David Langdon was born in London on 24 February 1914, the son of Bennett Langdon and his wife Bess. Keen on drawing from the age of four, he studied “Design and Decoration” at Davenant Grammar School, London, and contributed sketches to the school magazine. However, he was largely self-taught. Langdon’s parents did not regard art as offering a worthwhile career, and in 1931 he left school to work in the Architects Department of the London County Council. For the next five years he concentrated on professional qualifications, but in 1935 he had his first cartoons published in the LCC staff journal, London Town.
In 1936 Langdon sold his first cartoon – a joke about Mussolini – to Time and Tide, and in 1937 he was invited to contribute to Punch, after meeting Kenneth Bird, who was then its Art Director. Langdon felt at home at the Punch office. “It was a holy-of-holies sort of atmosphere”, he recalled: “It was all very quiet, with highly-polished floors.” Styles of cartoon were changing and Langdon’s work suited the moment. As he recalled, “I concentrated on pure humour at a time when the simplified drawing and the short caption were taking over from the stylised drawing and the copious legend.” In 1937 Langdon began contributing to the new magazine Lilliput, and sold an idea for an advertisement to Shell.
On the outbreak of war in 1939 Langdon left the LCC to become an Executive Officer in the London Rescue Service. At the same time he began to make a name for himself as a cartoonist, recalling later that “we minor cartoonists left it to David Low to satirise and exhort and try to move mountains”: “We occupied ourselves with the minutiae of life as it was lived hour by hour in the shortest term view. We were flattered by having our work together with Low’s described as contributing to the war effort.” Langdon produced a series of wartime information cartoons for London Transport featuring “Billy Brown of London Town”, with verses by Richard Usborne. These became so famous that they inspired a song by Noel Gay: “Who stood up and saved the town when London Bridge was falling down?

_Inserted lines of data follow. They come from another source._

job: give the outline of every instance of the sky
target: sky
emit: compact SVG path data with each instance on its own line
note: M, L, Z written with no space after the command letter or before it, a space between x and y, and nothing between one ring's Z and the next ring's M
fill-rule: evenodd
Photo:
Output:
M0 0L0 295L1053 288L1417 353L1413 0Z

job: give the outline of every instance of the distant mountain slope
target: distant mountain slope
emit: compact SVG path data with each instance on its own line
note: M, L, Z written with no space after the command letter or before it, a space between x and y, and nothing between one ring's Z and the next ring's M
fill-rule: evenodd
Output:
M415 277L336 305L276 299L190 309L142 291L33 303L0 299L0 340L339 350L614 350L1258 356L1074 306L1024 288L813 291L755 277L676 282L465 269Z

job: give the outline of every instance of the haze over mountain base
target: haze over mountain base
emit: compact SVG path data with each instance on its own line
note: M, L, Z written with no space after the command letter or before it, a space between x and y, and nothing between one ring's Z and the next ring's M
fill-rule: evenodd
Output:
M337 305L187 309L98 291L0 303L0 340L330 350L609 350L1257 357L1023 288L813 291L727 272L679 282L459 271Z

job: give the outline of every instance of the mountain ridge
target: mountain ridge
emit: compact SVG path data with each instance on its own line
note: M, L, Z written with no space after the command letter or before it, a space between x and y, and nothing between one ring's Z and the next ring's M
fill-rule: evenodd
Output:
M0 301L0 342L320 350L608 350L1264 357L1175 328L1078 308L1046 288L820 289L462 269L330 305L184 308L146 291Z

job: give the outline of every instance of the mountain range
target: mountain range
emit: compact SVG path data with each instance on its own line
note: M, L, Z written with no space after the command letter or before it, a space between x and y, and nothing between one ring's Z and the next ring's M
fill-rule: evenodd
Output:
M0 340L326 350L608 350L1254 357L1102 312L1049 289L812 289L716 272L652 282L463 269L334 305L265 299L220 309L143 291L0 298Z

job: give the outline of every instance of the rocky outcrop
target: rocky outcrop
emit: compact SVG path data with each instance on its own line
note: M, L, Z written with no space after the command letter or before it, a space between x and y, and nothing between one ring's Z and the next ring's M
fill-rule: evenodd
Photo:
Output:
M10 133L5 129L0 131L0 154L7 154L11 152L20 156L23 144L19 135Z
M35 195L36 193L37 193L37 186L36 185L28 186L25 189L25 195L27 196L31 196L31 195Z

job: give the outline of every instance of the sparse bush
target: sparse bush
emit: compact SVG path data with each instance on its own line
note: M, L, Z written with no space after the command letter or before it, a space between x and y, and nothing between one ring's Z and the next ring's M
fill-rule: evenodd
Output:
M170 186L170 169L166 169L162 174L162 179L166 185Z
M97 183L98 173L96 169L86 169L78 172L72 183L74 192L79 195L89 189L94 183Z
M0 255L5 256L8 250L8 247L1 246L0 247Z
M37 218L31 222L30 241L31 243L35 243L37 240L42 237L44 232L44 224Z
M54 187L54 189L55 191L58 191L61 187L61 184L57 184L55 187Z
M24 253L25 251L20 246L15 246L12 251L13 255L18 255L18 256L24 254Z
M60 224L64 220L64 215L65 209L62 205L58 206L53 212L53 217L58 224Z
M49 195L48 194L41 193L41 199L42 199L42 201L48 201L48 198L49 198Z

Mr Brown of London town.”
In 1941 Langdon’s first book of cartoons was published, entitled Home Front Lines. In the same year he joined the Royal Air Force Volunteer Reserve, eventually becoming a squadron leader and, from 1945 to 1946, editor of the Royal Air Force Journal. Langdon worked quickly, and it was noted in 1942 that “it takes him about twenty minutes to finish a drawing.” His wartime output was large and very popular, and on his demobilisation in 1946 he became a freelance, making regular contributions to Punch. In 1948 he started a long association with the Sunday Pictorial, later renamed the Sunday Mirror, by contributing a weekly column of topical cartoons, and in 1952 he also began contributing to the New Yorker.
In 1953 Langdon created “Professor Puff and His Dog Wuff” for Eagle, the children’s comic, and a book of these strips was published in 1957. In 1958 Langdon was elected to the Punch Table. His drawings also appeared in Paris-Match, Radio Times, Saturday Evening Post, Aeroplane, Royal Air Force Review, Collier’s, True and The Spectator. From 1959 he produced an annual racing calendar for Ladbrokes. He also drew a set of caricatures of lawyers and High Court judges, and produced a considerable amount of advertising work including drawings for Bovril, Winsor & Newton, Shell, Schweppes and others.
Langdon had an economical style, citing his influences as Honore Daumier and Kenneth Bird (“Fougasse”). He once described his method of working as “controlled mind-wandering”: “You pick something out of the paper – I’m very much a current affairs cartoonist, you know – you think about it, your mind wanders away, you pull it back, it wanders away again, you pull it back once more, and by now the gag is beginning to stare you in the face.” For the final version he would use a brush and ink over a pencil outline drawn half larger than reproduction size on white Bristol board. He claimed to have introduced the “open mouth” into humorous art, to indicate who is speaking.
In 1977 Langdon described his weekly routine. On Monday he would go through the papers, and in the evening rough out his Punch cartoons. The next day he would take them into the Punch office, returning home in the afternoon to work on the finished versions. On Wednesday he would take the finished cartoons to the Punch editorial lunch, and in the afternoon begin working on his roughs for the Sunday Mirror. On Thursday he would take these roughs to the Mirror office, and remained there until the chosen cartoons were finished. A devoted supporter of Wycombe Wanderers football club, where he sat for a time on the committee, his daughter recalled that “watching the Blues and playing golf at Harewood Downs were my father’s way of relaxing at the end of a week thinking up new and original ideas for cartoons”.
In 1988 Langdon was awarded an OBE and elected FRSA. In 1990 he stopped working for the Sunday Mirror, and he also stopped working for Punch when it folded in 1992, having contributed at least 5,000 cartoons to the magazine. In 2001 he was given a Lifetime Achievement Award by the Cartoon Art Trust. David Langdon died peacefully in his sleep on 18 November 2011, at the age of 97.